| G. Michael Dobbs
SPRINGFIELD – While MGM Springfield is open and attracting thousands of visitors to the city, one aspect of its Host Community Agreement has yet to be settled: the 54 market-rate apartments the casino company is supposed to build and rent.
According to Kevin Kennedy, the chief development officer for the city of Springfield, some progress has been made to reach an agreement to incorporate the apartments into the redevelopment of 31 Elms St., also known as the Court Square Building.
The announcement to move the apartments into the Court Square Building was made three years ago.
The Court Square Building is under the control of the Springfield Redevelopment Authority that selected Opal Development as the preferred developer.
Kennedy told Reminder Publishing this week, “We are moving closer and closer to a financial model.”
He described the project as “not an easy one” and that everyone involved is anxious about it.”
As previously reported, MGM Springfield had originally planned to put about 30 of the apartments in the former School Department building on State Street, but moved the project at the request of the city.

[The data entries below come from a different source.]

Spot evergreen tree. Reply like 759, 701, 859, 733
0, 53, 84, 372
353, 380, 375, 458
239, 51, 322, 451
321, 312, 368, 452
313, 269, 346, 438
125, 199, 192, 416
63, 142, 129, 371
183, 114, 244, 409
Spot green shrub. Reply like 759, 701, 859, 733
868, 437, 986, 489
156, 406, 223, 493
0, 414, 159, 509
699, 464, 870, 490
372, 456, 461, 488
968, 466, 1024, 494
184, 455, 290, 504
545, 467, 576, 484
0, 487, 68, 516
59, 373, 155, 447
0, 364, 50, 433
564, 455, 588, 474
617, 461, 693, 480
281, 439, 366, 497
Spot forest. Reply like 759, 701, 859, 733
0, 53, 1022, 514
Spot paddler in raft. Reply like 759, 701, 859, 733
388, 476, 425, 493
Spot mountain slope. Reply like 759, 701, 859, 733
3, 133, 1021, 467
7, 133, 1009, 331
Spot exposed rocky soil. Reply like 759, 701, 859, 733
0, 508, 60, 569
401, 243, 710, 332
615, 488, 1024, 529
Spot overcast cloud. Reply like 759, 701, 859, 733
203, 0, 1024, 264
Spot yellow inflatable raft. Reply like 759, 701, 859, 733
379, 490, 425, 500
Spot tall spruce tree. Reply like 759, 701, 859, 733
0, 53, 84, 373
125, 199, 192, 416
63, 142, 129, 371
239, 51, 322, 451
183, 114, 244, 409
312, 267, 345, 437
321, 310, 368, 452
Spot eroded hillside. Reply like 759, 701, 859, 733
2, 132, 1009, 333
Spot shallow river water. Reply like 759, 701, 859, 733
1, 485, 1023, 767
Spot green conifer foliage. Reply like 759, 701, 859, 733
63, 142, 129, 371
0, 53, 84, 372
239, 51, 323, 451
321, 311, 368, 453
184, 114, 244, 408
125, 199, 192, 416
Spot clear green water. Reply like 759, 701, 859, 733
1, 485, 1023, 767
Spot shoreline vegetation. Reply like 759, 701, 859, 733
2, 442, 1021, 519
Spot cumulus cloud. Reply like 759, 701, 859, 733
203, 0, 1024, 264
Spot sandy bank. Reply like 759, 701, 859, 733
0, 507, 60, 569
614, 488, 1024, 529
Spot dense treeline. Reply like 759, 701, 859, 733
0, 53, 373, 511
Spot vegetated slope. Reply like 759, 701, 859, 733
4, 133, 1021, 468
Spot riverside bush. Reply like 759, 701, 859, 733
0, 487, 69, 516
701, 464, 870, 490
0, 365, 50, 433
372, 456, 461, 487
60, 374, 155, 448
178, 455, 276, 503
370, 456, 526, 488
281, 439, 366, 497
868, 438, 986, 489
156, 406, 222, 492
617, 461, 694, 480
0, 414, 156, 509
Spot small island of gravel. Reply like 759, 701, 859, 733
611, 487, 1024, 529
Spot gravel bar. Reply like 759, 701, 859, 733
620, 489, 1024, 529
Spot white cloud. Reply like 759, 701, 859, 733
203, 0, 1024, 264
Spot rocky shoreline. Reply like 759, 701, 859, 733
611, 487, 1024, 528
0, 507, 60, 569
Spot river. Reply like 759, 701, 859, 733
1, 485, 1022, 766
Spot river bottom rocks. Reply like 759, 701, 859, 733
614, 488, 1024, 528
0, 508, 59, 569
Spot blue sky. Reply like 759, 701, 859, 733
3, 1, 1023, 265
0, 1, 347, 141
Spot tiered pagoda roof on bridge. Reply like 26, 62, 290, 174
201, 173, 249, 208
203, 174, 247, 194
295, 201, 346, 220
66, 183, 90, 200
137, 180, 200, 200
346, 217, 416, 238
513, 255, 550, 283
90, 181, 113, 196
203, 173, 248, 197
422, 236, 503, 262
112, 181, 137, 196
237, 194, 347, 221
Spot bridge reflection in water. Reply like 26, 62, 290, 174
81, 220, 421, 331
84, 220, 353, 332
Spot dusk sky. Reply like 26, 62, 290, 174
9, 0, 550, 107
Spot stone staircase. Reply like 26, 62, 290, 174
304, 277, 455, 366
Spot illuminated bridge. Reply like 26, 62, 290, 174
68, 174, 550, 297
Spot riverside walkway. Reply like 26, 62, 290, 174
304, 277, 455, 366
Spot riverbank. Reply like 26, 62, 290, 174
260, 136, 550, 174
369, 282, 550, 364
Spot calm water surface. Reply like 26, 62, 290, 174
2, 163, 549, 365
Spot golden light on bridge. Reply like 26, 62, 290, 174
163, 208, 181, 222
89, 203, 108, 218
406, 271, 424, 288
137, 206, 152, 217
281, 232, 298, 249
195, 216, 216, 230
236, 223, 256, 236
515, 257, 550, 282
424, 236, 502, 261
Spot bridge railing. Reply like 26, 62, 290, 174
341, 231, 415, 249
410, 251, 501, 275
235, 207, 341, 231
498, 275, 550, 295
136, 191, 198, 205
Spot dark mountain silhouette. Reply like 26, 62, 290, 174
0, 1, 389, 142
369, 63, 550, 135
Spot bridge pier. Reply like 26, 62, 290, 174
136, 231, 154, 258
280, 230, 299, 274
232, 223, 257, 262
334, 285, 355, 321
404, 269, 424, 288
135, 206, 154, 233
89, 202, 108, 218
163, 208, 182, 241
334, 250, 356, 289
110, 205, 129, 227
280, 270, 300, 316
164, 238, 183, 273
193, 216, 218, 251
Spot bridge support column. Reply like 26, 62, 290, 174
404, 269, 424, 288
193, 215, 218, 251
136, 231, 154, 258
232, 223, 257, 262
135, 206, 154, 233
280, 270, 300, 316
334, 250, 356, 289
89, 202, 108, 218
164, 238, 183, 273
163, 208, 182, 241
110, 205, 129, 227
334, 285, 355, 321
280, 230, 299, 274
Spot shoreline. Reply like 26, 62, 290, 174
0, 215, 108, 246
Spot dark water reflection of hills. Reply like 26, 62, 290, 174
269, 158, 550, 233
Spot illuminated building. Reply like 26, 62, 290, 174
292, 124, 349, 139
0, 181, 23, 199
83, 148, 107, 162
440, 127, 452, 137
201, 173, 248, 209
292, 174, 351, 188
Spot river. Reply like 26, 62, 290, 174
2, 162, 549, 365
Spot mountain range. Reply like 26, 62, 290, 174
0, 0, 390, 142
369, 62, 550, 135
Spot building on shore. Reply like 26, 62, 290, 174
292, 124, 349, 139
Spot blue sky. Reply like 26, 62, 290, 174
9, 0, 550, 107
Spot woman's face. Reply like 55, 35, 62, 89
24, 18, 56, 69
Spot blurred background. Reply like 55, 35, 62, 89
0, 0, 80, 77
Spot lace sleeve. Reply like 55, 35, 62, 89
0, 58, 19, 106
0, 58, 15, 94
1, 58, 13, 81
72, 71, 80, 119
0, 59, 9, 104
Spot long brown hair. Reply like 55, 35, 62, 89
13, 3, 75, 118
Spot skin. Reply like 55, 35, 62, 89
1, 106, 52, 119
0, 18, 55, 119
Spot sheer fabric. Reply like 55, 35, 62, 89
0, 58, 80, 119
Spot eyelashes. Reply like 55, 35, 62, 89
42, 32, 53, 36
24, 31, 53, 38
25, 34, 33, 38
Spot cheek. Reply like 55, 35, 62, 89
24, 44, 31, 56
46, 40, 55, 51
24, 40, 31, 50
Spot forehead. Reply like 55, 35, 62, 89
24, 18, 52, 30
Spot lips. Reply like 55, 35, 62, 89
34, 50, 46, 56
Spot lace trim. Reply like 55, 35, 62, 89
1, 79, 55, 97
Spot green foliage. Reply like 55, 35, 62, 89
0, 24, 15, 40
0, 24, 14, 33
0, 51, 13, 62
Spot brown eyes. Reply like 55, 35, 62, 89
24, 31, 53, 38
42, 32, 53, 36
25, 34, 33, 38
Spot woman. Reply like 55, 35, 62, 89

At a meeting of the Massachusetts Gaming Commission in March, Seth Stratton, vice president and legal counsel of MGM Springfield, submitted a statement about the apartments, “MGM understands that the Commission remains very interested in ensuring that market-rate residential development ancillary to the casino development timely occur. MGM is likewise interested in timely satisfying this requirement. MGM, therefore, proposes quarterly status updates to the Commission on this commitment and a March 1, 2019 deadline for a firm commitment and documentation for the 31 Elm Project along with a realistic construction timeline from the city. Absent, such certainty, MGM would proceed with independent residential development to satisfy the residential development requirement within the timeline set forth in the HCA [Host Community Agreement], as amended. MGM does request, however, that residential development be removed from the project construction schedule and instead be treated as an ongoing license condition commitment as it is unrealistic for MGM to continue what will likely be a third-party development project under the existing Project construction schedule managed by its construction manager.”